In an apparent reference to China’s militarisation of the South China Sea, Mr Shanahan on Saturday said "artificial features in the global commons could become tollbooths, sovereignty could become the purview of the powerful".
General Wei hit back in his speech on Sunday, stating that China had the right to build "limited defence facilities" for self-defence in its own territory, as he questioned the purpose of "certain countries" sending its warships and planes "all the way from afar".
Dr Ng noted that both countries cited security as the basis for their current positions, notably the US in trade and China in the South China Sea.
"But whatever the underlying motivations for either country, if America First or China’s rise is perceived to be lopsided against the national interests of other countries or the collective good, the acceptance of US' or China's dominance will be diminished," he said.
Dr Ng said countries will hedge first in trade ties and "inevitably" in security alliances, highlighting the example of how 11 countries chose to proceed after the US pulled out of the Trans-Pacific Partnership (TPP).
"For the European Union (EU), if it perceives that the US' terms for trade are too onerous to bear, it is not inconceivable that it might even increase its engagement with China or seek other partners, apart from the US," he added.
In an interview after his speech, Dr Ng said Singapore - as a country whose external trade is 3.5 times its GDP - has vested interests in upholding international trade.
"But beyond that, if you ask yourself what is the basis of stability that we’ve had post World War II, the reason ... is you have, really, a spaghetti kind of arrangement between countries," he added.
For instance, when the US imposed restrictions on the sale of parts to Huawei, it found that many US-based companies were affected, Dr Ng said.
"To us that interdependency is not only good economically, but good for security. Because if you’re so economically interdependent, then the price of conflict is very high," he added.
"But if you are divided by a wall and insulated from some of the harm when you have conflict, then you think less."
SOUTH CHINA SEA
As for ownership claims and disputes in the South China Sea, Dr Ng said countries in the region were working on the Code Of Conduct as the "focus activity" to deal with the differences.
"There are countries that claim and dispute on claims in the South China Sea, but it is also a recognition that it is an international waterway," he said.
And when it comes to the US presence in the region, Dr Ng said "it’s not really up to us or anyone else to decide".

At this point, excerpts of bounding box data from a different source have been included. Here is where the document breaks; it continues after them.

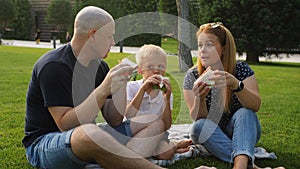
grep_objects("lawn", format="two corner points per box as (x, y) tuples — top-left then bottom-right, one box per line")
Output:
(0, 46), (300, 169)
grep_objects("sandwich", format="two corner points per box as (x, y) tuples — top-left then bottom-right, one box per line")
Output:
(153, 76), (169, 93)
(194, 68), (215, 87)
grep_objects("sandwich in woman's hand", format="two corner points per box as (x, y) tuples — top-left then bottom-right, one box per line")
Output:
(194, 68), (215, 87)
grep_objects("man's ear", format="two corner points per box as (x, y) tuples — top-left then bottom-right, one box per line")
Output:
(88, 29), (97, 38)
(137, 66), (142, 75)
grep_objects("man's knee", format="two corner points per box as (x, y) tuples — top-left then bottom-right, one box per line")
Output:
(233, 108), (257, 120)
(71, 124), (113, 152)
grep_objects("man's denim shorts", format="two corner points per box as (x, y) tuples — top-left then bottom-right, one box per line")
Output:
(26, 120), (132, 169)
(26, 129), (88, 169)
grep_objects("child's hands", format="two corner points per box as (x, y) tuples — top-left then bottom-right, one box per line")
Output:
(162, 78), (172, 100)
(142, 74), (161, 91)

"The US has said it will stay and I don’t see anyone disagreeing, or even if you disagree, to changing that fait accompli," he said.
ASEAN countries also welcome the US presence, Dr Ng said, noting that they had met Mr Shanahan at the dialogue to discuss how to increase interaction.
"The reason for that acceptance is at the end of the day, the US presence has proven itself as a stabilising force," he added.
"Most would agree in the main that the US presence has provided for stability which then allowed our individual economies and the region to grow."
ULTIMATE LOSERS’ GAME
Still, Dr Ng cautioned against a situation where individual countries have to choose between the US or China.
"That will be the ultimate losers’ game and a race to diminishing benefits for all concerned," he said in his speech.
Dr Ng said maintaining stability required "openness, interconnectivity, mutual dependencies, and a willingness to listen, to accommodate, to make changes for the collective good".
"If we can stick to that, then I think there is a chance that the next generation will continue to be stable and our people will be safe and prosper," he added.